Wednesday, Penn State students were put in that exact situation, during a hack response simulation.
WTAJ was present for the simulation and saw students from varied disciplines present on Wednesday.
When you hear “hack response” you probably think of the tech field. Yes, there were technology students present at Wednesday’s simulation. But, there were also law students present who have to make sure companies follow the proper rules following a hack. This may include mandatory reporting to customers who’ve had their information stolen.
If you have a strong cyber security system, you can’t be hacked right?
“Even if you have the strongest security, it’s still possible,” said PSU Engineering student Petr Esakov.
All it takes is one click from an unsuspecting employee and “poof”…information is stolen.
“You need to know how to deal with those attacks,” Esakov added.
That’s exactly what Penn State students did Wednesday as they were shown a hack, and given 30 minutes to respond as a team to a set of questions.
Questions like: How can the hacker be identified? What was stolen?

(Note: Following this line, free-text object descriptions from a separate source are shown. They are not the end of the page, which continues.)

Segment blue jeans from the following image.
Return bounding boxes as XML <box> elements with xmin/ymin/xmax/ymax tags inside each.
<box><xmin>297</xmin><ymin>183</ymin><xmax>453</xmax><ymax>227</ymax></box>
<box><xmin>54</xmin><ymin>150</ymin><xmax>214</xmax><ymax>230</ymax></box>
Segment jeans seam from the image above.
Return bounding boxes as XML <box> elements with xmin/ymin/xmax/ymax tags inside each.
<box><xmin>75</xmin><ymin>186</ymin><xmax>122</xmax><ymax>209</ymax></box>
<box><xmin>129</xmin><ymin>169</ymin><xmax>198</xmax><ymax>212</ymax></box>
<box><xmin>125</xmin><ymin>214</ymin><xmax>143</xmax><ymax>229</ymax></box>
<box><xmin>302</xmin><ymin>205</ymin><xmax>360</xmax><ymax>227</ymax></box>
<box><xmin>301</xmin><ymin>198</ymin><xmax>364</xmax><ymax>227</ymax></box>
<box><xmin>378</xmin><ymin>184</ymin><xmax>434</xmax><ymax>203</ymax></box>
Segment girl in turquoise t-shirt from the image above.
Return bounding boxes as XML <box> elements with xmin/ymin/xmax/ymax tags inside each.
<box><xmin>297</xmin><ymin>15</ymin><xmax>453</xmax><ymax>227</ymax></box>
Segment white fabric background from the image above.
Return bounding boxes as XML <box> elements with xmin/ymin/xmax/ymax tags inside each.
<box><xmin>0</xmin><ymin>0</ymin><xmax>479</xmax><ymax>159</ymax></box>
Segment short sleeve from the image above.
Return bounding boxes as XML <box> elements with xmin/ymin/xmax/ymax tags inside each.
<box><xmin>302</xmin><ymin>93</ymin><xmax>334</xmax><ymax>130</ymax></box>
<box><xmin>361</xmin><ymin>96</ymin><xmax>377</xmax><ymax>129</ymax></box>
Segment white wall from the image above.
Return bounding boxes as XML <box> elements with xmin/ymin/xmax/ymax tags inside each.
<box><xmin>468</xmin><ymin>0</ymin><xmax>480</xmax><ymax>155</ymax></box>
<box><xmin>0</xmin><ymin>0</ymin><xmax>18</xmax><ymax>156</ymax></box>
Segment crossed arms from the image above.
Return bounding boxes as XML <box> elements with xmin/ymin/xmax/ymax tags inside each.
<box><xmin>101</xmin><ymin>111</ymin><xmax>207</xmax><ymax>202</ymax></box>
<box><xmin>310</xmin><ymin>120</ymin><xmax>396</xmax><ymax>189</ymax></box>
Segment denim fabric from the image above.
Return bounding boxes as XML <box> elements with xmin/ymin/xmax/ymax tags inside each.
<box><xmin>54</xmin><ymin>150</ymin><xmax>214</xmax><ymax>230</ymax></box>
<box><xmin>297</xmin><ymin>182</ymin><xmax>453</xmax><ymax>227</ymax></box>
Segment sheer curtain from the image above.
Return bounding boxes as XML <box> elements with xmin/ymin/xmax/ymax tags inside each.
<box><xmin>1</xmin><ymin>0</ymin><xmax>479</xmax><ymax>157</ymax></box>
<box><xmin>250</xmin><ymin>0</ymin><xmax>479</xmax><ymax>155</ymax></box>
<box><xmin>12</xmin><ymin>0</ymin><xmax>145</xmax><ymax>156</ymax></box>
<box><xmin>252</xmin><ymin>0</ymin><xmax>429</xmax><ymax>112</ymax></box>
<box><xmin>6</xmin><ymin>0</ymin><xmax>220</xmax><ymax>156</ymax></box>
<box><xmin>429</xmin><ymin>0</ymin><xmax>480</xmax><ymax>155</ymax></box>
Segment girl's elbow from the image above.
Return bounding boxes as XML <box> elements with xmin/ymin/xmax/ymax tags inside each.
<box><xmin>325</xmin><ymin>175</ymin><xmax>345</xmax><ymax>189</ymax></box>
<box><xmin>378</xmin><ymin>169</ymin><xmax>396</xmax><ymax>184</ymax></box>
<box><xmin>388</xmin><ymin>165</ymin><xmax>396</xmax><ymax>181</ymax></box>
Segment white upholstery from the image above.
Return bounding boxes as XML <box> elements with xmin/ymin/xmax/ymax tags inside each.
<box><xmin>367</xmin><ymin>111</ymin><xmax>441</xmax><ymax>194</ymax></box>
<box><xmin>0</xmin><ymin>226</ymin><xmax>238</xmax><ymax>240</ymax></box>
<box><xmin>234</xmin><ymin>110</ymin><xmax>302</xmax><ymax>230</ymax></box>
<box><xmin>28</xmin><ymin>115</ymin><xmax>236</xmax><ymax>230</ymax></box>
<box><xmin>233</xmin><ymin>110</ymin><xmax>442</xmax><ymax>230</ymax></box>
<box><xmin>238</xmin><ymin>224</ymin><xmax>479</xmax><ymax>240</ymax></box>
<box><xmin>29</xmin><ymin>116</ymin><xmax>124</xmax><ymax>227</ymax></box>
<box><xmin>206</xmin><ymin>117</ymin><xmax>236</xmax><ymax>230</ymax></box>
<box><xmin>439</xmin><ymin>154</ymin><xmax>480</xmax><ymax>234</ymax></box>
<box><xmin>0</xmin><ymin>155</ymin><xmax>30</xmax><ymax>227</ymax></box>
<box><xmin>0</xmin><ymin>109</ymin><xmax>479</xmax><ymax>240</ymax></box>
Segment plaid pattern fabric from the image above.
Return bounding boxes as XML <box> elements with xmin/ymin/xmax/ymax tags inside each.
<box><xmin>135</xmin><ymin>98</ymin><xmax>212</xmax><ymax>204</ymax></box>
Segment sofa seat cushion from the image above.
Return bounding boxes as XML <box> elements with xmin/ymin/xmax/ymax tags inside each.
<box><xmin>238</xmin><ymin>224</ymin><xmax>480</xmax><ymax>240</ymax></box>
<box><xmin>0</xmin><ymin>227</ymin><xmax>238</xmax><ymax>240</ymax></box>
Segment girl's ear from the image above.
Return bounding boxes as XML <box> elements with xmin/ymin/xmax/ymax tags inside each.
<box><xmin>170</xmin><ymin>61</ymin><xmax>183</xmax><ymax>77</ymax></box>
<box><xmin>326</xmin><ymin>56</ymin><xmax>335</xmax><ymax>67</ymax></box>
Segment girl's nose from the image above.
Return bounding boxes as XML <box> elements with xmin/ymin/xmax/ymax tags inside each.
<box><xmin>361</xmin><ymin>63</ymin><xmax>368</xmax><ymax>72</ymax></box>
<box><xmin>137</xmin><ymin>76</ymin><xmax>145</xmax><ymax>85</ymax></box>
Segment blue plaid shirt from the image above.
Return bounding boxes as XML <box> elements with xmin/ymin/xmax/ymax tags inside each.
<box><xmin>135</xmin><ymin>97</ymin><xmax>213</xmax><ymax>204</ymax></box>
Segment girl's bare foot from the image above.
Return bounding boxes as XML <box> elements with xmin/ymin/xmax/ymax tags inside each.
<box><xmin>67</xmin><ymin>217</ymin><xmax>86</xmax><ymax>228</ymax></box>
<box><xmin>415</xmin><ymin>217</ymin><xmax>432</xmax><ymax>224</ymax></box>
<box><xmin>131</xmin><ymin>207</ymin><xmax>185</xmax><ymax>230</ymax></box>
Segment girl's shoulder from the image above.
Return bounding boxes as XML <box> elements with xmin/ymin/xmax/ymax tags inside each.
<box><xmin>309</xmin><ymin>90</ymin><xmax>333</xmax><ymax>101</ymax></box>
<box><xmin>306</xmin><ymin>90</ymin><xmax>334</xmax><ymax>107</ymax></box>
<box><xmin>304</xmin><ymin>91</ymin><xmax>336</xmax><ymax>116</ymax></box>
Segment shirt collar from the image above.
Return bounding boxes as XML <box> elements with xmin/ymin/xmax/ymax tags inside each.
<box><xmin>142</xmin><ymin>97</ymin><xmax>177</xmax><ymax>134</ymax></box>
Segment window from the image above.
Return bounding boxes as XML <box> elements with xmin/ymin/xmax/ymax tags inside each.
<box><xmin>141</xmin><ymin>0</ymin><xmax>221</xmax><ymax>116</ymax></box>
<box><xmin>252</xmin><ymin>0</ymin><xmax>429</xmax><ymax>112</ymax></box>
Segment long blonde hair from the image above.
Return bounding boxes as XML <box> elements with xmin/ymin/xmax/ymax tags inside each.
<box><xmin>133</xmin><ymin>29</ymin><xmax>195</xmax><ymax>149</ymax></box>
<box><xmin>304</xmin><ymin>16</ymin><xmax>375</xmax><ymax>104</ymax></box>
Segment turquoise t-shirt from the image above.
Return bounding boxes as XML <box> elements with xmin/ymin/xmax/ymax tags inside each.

And who must be legally told their information was stolen?
“That includes people’s who’s data was disclosed, but that also includes state officials, federal officials, and even credit reporting agencies,” said Dickinson Law student Benjamin Cohen, in referencing who an organization may be required to alert after a data breach.
With law and tech students working together, it also simulated approaches businesses can have after a hack.
“They’re gonna be ahead of the curve and save themselves thousands, millions, potentially billions of dollars,” said Anne Mckenna, a Lead Developer of the hack response simulation.